Ask smart questions, learn valuable information
Lehr: "Part of my old job was to help with the financial viability assessments of the companies, and . . . what that entailed was getting on the phone with CEOs and CFOs of all of the startups that we did business with . . . and reviewing their [profit and loss].
"But also beyond just the pure numbers—because, again, most of them were early—understanding things like: 'Who are your top 10 customers? What is the concentration risk associated with that revenue? Help us understand the background of your management team. Help us understand your net burn, and then also your VCs, and does it look like they would fund you in the future? How much cash do you have left in the bank?' . . .

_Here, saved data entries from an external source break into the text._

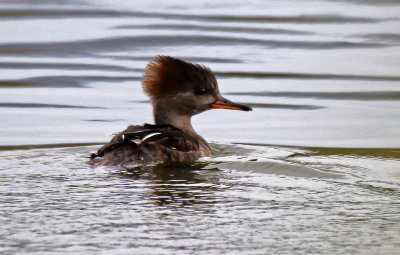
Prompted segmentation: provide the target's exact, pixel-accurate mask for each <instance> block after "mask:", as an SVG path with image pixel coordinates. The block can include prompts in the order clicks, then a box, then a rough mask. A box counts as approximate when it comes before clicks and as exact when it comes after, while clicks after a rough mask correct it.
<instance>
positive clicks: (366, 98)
mask: <svg viewBox="0 0 400 255" xmlns="http://www.w3.org/2000/svg"><path fill="white" fill-rule="evenodd" d="M226 94H227V95H246V96H265V97H291V98H317V99H330V100H336V99H346V100H370V101H374V100H400V91H367V92H361V91H349V92H303V91H301V92H292V91H283V92H276V91H262V92H231V93H226Z"/></svg>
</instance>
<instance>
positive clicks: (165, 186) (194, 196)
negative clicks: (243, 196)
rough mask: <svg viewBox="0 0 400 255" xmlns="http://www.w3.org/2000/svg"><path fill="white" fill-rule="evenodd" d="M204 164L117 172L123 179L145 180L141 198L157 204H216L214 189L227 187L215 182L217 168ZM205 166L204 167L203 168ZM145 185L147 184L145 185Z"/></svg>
mask: <svg viewBox="0 0 400 255" xmlns="http://www.w3.org/2000/svg"><path fill="white" fill-rule="evenodd" d="M207 165H208V164H207V163H196V164H192V165H176V164H174V165H171V164H162V165H158V166H153V167H147V166H146V167H137V168H129V169H125V170H124V171H121V172H120V174H121V175H122V176H124V177H125V178H130V179H136V180H146V183H147V184H148V187H149V190H150V192H149V193H147V194H146V195H145V198H144V199H148V200H150V201H151V202H152V203H153V204H156V205H160V206H174V207H182V206H191V205H195V204H210V203H216V202H217V201H218V199H219V197H218V196H217V195H216V192H218V191H221V190H224V189H226V188H228V186H226V185H223V184H220V183H219V176H220V174H221V171H220V170H219V169H217V168H210V167H209V166H207ZM206 166H207V169H204V167H206ZM146 186H147V185H146Z"/></svg>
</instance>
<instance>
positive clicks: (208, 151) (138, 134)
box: [89, 56, 251, 166]
mask: <svg viewBox="0 0 400 255" xmlns="http://www.w3.org/2000/svg"><path fill="white" fill-rule="evenodd" d="M142 84H143V89H144V91H145V92H146V94H147V95H149V96H150V98H151V102H152V105H153V115H154V121H155V125H150V124H144V125H142V126H128V128H127V129H126V130H125V131H122V132H120V133H117V134H116V135H115V136H114V137H113V139H112V140H111V141H110V142H109V143H107V144H105V145H104V146H103V147H101V148H100V149H99V150H98V152H97V153H96V154H92V156H91V159H90V161H89V163H90V164H95V165H123V166H134V165H149V164H158V163H164V162H190V161H194V160H196V159H198V158H200V157H208V156H211V155H212V152H211V149H210V147H209V145H208V144H207V142H206V141H205V140H204V139H203V138H202V137H201V136H200V135H198V134H197V133H196V132H195V131H194V129H193V127H192V124H191V117H192V116H193V115H196V114H198V113H200V112H203V111H206V110H209V109H211V108H223V109H233V110H244V111H249V110H251V108H250V107H248V106H246V105H242V104H237V103H233V102H231V101H228V100H226V99H225V98H223V97H222V96H221V95H220V93H219V90H218V85H217V81H216V79H215V77H214V75H213V73H212V72H211V70H210V69H208V68H206V67H204V66H200V65H196V64H191V63H187V62H184V61H182V60H179V59H176V58H172V57H167V56H157V57H156V58H155V59H154V60H153V61H151V62H150V63H149V64H148V65H147V67H146V68H145V71H144V80H143V82H142Z"/></svg>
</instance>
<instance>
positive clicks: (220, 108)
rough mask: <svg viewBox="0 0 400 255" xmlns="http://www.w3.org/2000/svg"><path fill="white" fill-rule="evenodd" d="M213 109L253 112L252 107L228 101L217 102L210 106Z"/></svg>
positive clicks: (224, 100)
mask: <svg viewBox="0 0 400 255" xmlns="http://www.w3.org/2000/svg"><path fill="white" fill-rule="evenodd" d="M210 107H211V108H219V109H229V110H241V111H251V110H252V109H251V107H249V106H247V105H244V104H238V103H234V102H231V101H229V100H227V99H225V98H224V99H223V100H217V101H215V102H214V103H212V104H211V105H210Z"/></svg>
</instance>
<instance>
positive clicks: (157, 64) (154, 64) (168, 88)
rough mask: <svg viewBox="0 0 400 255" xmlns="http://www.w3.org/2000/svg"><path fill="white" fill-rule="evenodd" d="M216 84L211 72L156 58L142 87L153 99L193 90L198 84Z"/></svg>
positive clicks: (170, 58) (164, 57)
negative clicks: (211, 83) (170, 94)
mask: <svg viewBox="0 0 400 255" xmlns="http://www.w3.org/2000/svg"><path fill="white" fill-rule="evenodd" d="M208 83H212V84H216V81H215V77H214V75H213V73H212V72H211V70H210V69H209V68H207V67H205V66H202V65H198V64H192V63H188V62H185V61H183V60H180V59H177V58H173V57H169V56H160V55H159V56H156V57H155V58H154V59H153V60H152V61H150V62H149V63H148V64H147V66H146V68H145V69H144V74H143V81H142V86H143V90H144V92H145V93H146V94H147V95H148V96H150V97H151V98H159V97H162V96H167V95H170V94H174V93H179V92H184V91H188V90H191V89H192V90H193V89H194V87H195V86H197V85H198V84H204V85H205V86H206V85H207V84H208Z"/></svg>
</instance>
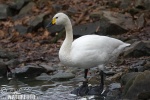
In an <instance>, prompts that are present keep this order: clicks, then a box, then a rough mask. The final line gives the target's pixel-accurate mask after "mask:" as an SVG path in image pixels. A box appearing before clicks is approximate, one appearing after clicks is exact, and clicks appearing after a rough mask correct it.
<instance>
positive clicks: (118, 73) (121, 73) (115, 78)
mask: <svg viewBox="0 0 150 100" xmlns="http://www.w3.org/2000/svg"><path fill="white" fill-rule="evenodd" d="M122 74H123V73H122V72H119V73H116V74H115V75H113V76H111V77H108V78H106V80H107V81H116V80H118V79H119V78H120V77H121V76H122Z"/></svg>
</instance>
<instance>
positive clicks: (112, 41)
mask: <svg viewBox="0 0 150 100" xmlns="http://www.w3.org/2000/svg"><path fill="white" fill-rule="evenodd" d="M63 45H64V44H63ZM128 45H129V44H126V43H124V42H122V41H120V40H117V39H114V38H110V37H106V36H98V35H85V36H82V37H80V38H78V39H76V40H75V41H73V42H72V45H71V48H70V50H69V51H68V50H65V51H64V49H62V48H63V47H61V49H60V52H59V58H60V61H61V62H62V63H63V64H65V65H67V66H70V67H79V68H85V69H88V68H91V67H97V66H99V65H105V64H107V63H109V62H111V61H113V60H114V59H115V58H116V57H118V55H119V54H120V52H121V51H122V50H123V49H124V48H125V47H126V46H128ZM65 48H66V47H65ZM66 51H67V52H66Z"/></svg>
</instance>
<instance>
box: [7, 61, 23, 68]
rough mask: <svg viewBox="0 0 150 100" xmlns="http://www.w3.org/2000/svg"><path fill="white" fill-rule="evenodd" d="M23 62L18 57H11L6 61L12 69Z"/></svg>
mask: <svg viewBox="0 0 150 100" xmlns="http://www.w3.org/2000/svg"><path fill="white" fill-rule="evenodd" d="M20 63H21V62H20V61H19V60H18V59H11V60H9V61H7V62H6V65H7V66H9V68H10V69H14V68H16V67H17V66H18V65H19V64H20Z"/></svg>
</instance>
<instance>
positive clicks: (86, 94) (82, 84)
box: [71, 81, 89, 96]
mask: <svg viewBox="0 0 150 100" xmlns="http://www.w3.org/2000/svg"><path fill="white" fill-rule="evenodd" d="M88 92H89V87H88V82H87V81H84V82H83V84H82V85H81V86H80V87H78V88H76V89H75V90H73V91H72V92H71V93H72V94H76V95H78V96H84V95H87V94H88Z"/></svg>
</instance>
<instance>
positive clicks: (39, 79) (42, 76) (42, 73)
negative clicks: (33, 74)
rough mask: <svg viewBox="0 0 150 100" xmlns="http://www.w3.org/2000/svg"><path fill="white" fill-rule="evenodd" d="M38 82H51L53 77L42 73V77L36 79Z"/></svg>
mask: <svg viewBox="0 0 150 100" xmlns="http://www.w3.org/2000/svg"><path fill="white" fill-rule="evenodd" d="M35 79H36V80H51V79H52V78H51V76H50V75H47V74H46V73H42V74H41V75H40V76H37V77H36V78H35Z"/></svg>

"But the things that you would see in terms of some of these high-flying companies and, candidly, how small the revenue was, [is that] a lot of these companies that you see hyped in the news are pretty early. So the trick becomes [figuring out] who actually will get the benefit from that use case that they're pitching so much so that they wouldn't use the AWS offering of it or the Microsoft managed service offering. And when a startup can actually solve a problem and bypass some of these big vendors, you know that you can be onto something huge."
For startups: Target lines of business, not innovation teams
Lin: "How do you find the [enterprise customers] that are much more sophisticated, much more early-adopting? And the reality is that there's also people behind that curve. With those folks, what tends to happen is they have these internal 'innovation teams,' and the challenge is if they're not tied to actual business challenges or [business units], it can suck a lot of time out of startups. They end up in these cycles with them doing demos, showing them their product, and at the end of the day doesn't end to actually anything meaningful, whether it's a POC or pilot.
"And for startups, every day is burn. So that can be really, really painful and actually harmful to the startups. For these large companies who are trying to make their KPIs—[maybe] how many new startups they've met with—they don't realize that it can be really, really hurtful to startups. So we actually advise most companies to stay away from quote-unquote 'innovation teams' and, as soon as possible, get into the line of business."